Aage Borchgrevink keeps a close look on the situation in Georgia, the Russian federal territory of Chechnya as well as International criminal justice.
It was a coincidence that led me to the Norwegian Helsinki Committee, but it’s no coincidence that I’ve stayed on for 25 years.
Aage came to us in 1992 when he translated a report on labour rights violations at a Belfast wharf from Norwegian to English. The following year he served his alternative military service at our Oslo office. After finishing a Master’s degree in Comparative Literature in 1997, Aage returned as a researcher with a special focus on the Balkans and election observation.
While maintaining a part time engagement at the NHC, Aage has also worked as a journalist, critic and commentator in Norwegian papers, such as Aftenposten and Dagbladet. He has been a board member of various Norwegian and international human rights groups, such as Norwegian PEN, Russian Justice Initiative and the Public Defender’s Office of the Republic of Georgia.
“I was always interested in politics and justice. Being part of the global human rights movement gives you a chance to observe historical change close-up – and sometimes the privilege of doing something useful.
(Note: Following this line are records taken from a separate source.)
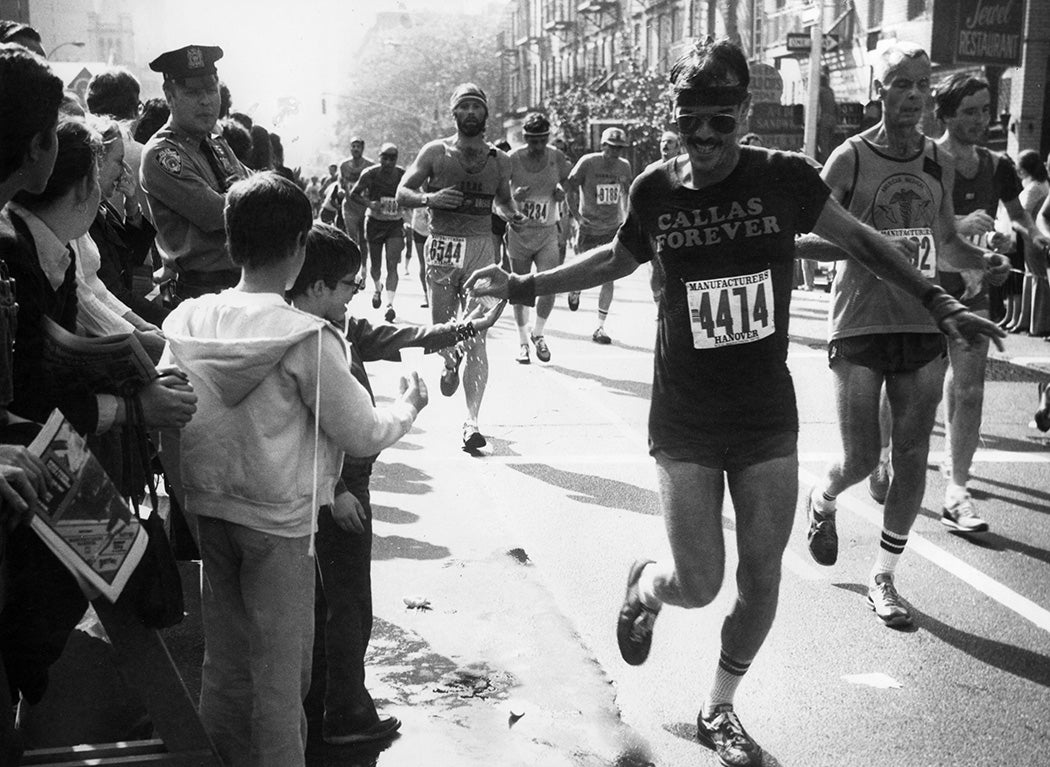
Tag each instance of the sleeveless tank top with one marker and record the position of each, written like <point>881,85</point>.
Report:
<point>900,198</point>
<point>473,218</point>
<point>539,206</point>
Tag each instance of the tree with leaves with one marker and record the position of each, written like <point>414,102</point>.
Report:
<point>399,88</point>
<point>637,98</point>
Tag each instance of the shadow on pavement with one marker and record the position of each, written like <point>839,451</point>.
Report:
<point>1020,662</point>
<point>596,491</point>
<point>395,546</point>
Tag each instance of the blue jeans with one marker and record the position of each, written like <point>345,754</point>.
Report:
<point>256,602</point>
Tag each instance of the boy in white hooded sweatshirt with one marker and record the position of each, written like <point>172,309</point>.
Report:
<point>276,409</point>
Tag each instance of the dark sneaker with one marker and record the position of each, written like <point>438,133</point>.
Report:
<point>961,516</point>
<point>542,352</point>
<point>473,439</point>
<point>878,482</point>
<point>449,377</point>
<point>1043,414</point>
<point>822,536</point>
<point>728,739</point>
<point>887,603</point>
<point>634,625</point>
<point>381,730</point>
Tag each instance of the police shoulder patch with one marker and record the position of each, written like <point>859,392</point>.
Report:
<point>170,160</point>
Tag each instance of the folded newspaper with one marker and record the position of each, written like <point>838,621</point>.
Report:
<point>85,522</point>
<point>107,365</point>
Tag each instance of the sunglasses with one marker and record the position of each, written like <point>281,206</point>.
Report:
<point>718,123</point>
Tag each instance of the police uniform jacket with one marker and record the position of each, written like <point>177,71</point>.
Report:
<point>186,197</point>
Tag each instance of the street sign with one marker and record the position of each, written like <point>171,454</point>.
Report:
<point>800,41</point>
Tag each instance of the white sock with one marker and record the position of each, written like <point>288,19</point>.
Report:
<point>728,677</point>
<point>647,587</point>
<point>890,548</point>
<point>954,493</point>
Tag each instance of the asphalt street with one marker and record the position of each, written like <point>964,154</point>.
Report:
<point>518,555</point>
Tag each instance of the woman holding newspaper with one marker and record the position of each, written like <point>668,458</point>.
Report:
<point>43,601</point>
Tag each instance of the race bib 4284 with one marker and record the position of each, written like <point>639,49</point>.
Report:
<point>727,311</point>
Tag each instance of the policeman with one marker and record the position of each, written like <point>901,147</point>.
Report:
<point>186,169</point>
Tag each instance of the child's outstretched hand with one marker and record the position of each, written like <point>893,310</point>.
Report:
<point>414,391</point>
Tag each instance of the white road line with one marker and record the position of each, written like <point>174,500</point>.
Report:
<point>966,573</point>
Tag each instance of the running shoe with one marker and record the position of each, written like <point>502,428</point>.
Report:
<point>1043,414</point>
<point>878,482</point>
<point>887,603</point>
<point>381,730</point>
<point>473,439</point>
<point>449,377</point>
<point>634,625</point>
<point>542,352</point>
<point>723,733</point>
<point>961,517</point>
<point>823,537</point>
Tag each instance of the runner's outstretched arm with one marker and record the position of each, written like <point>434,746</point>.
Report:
<point>602,265</point>
<point>888,261</point>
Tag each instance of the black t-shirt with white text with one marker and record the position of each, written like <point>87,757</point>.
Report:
<point>728,254</point>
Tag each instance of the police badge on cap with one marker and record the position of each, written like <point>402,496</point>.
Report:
<point>190,61</point>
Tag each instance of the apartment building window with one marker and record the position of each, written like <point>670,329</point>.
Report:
<point>874,14</point>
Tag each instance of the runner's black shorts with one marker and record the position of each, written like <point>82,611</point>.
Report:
<point>381,231</point>
<point>734,450</point>
<point>888,352</point>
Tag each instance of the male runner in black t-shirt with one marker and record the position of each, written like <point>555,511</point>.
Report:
<point>721,220</point>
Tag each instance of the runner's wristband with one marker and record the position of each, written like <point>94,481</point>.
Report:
<point>940,305</point>
<point>521,290</point>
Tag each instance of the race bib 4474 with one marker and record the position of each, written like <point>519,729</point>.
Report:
<point>445,251</point>
<point>727,311</point>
Taking testimony of people who have gone through war and having colleagues killed are harrowing experiences, but the friendship of people in the movement and our shared belief in the cause make it important to continue.”
Aage has published several books of fiction and non-fiction, including two travelogues based on his work for the Norwegian Helsinki Committee in the Balkans, Belarus and the Caucasus. He won the Norwegian Critics’ award for A Norwegian Tragedy: Anders Behring Breivik and the Massacre at Utøya (2012), which was translated into several languages, including English.